Kernels
The kernel construct is Ea's main abstraction for writing vectorized loops with automatic tail handling. It is syntactic sugar -- the compiler transforms it into a plain function with a while-loop before any further compilation.
Basic syntax
export kernel name(params)
over i in n step S
tail strategy { tail_body }
{
main_body
}
name: the kernel's name, becomes the C ABI symbolparams: function parameters (pointers, scalars)over i in n: the loop variableiiterates from 0 tonstep S: how many elements the main body processes per iterationtail strategy: how to handle remainder elements whennis not a multiple ofSmain_body: the code that runs for each full chunk ofSelements
The range variable (here n) is automatically injected as an i32 parameter into the function signature.

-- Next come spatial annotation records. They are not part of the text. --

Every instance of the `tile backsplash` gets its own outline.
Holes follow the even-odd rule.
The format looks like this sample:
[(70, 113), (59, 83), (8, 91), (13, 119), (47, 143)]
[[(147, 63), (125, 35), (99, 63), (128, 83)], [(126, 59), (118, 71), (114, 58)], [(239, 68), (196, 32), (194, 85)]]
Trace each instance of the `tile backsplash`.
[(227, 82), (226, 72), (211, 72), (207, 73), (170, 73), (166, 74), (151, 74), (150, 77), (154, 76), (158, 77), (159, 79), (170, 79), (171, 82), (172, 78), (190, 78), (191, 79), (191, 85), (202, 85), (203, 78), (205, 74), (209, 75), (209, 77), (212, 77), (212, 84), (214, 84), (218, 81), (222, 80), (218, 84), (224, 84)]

You do not declare it in the parameter list.
How it desugars
A kernel like this:
export kernel scale(data: *f32, out: *mut f32, factor: f32)
over i in n step 4
tail scalar { out[i] = data[i] * factor }
{
out[i] = data[i] * factor
out[i + 1] = data[i + 1] * factor
out[i + 2] = data[i + 2] * factor
out[i + 3] = data[i + 3] * factor
}
becomes equivalent to:
export func scale(data: *f32, out: *mut f32, factor: f32, n: i32) {
let mut i: i32 = 0
while i + 4 <= n {
out[i] = data[i] * factor
out[i + 1] = data[i + 1] * factor
out[i + 2] = data[i + 2] * factor
out[i + 3] = data[i + 3] * factor
i = i + 4
}
// tail: process remainder one at a time
while i < n {
out[i] = data[i] * factor
i = i + 1
}
}
The generated C signature is void scale(float*, float*, float, int) -- the n parameter appears last.
Tail strategies
The tail handles remainder elements when n is not evenly divisible by the step.
tail scalar
Process remainder elements one at a time. The tail body runs in a loop with step 1:
export kernel vscale(data: *f32, out: *mut f32, factor: f32)
over i in n step 8
tail scalar {
out[i] = data[i] * factor
}
{
let vf: f32x8 = splat(factor)
store(out, i, load(data, i) .* vf)
}
The main body uses 8-wide SIMD. The tail body is scalar code that handles 0 to 7 leftover elements. This is the most common tail strategy.
tail mask
Use masked load/store for the remainder. The tail body runs once (not in a loop) and must handle all remaining elements using masked operations:
export kernel vscale(data: *f32, out: *mut f32, factor: f32)
over i in len step 4
tail mask {
let rem: i32 = len - i
let vf: f32x4 = splat(factor)
let v: f32x4 = load_masked(data, i, rem)
store_masked(out, i, v .* vf, rem)
}
{
let vf: f32x4 = splat(factor)
store(out, i, load(data, i) .* vf)
}
The rem variable tells the masked operations how many elements are valid. This avoids the scalar loop entirely but requires masked intrinsics.
tail pad
The caller guarantees the input length is a multiple of the step. No tail body is generated:
export kernel fill(out: *mut i32, val: i32)
over i in n step 4
tail pad
{
out[i] = val
out[i + 1] = val
out[i + 2] = val
out[i + 3] = val
}
This produces the most efficient code but shifts the responsibility to the caller. If n is not a multiple of the step, the kernel will skip the remaining elements.
No tail clause
If you omit the tail clause entirely, the kernel only runs the main body. Remaining elements are not processed:
export kernel double_it(data: *i32, out: *mut i32)
over i in n step 1
{
out[i] = data[i] * 2
}
With step 1, there is no remainder, so omitting the tail is safe. With larger steps, you must ensure n is always a multiple of the step, or accept that trailing elements are skipped.
Complete example
A SIMD dot product kernel that handles any input length:
export kernel dot(a: *f32, b: *f32, out: *mut f32)
over i in n step 8
tail scalar {
out[0] = out[0] + a[i] * b[i]
}
{
let va: f32x8 = load(a, i)
let vb: f32x8 = load(b, i)
let products: f32x8 = va .* vb
let sum: f32 = reduce_add(products)
out[0] = out[0] + sum
}
The main body loads 8-wide vectors, multiplies them, reduces to a scalar sum, and accumulates into out[0]. The scalar tail handles any remaining 0-7 elements.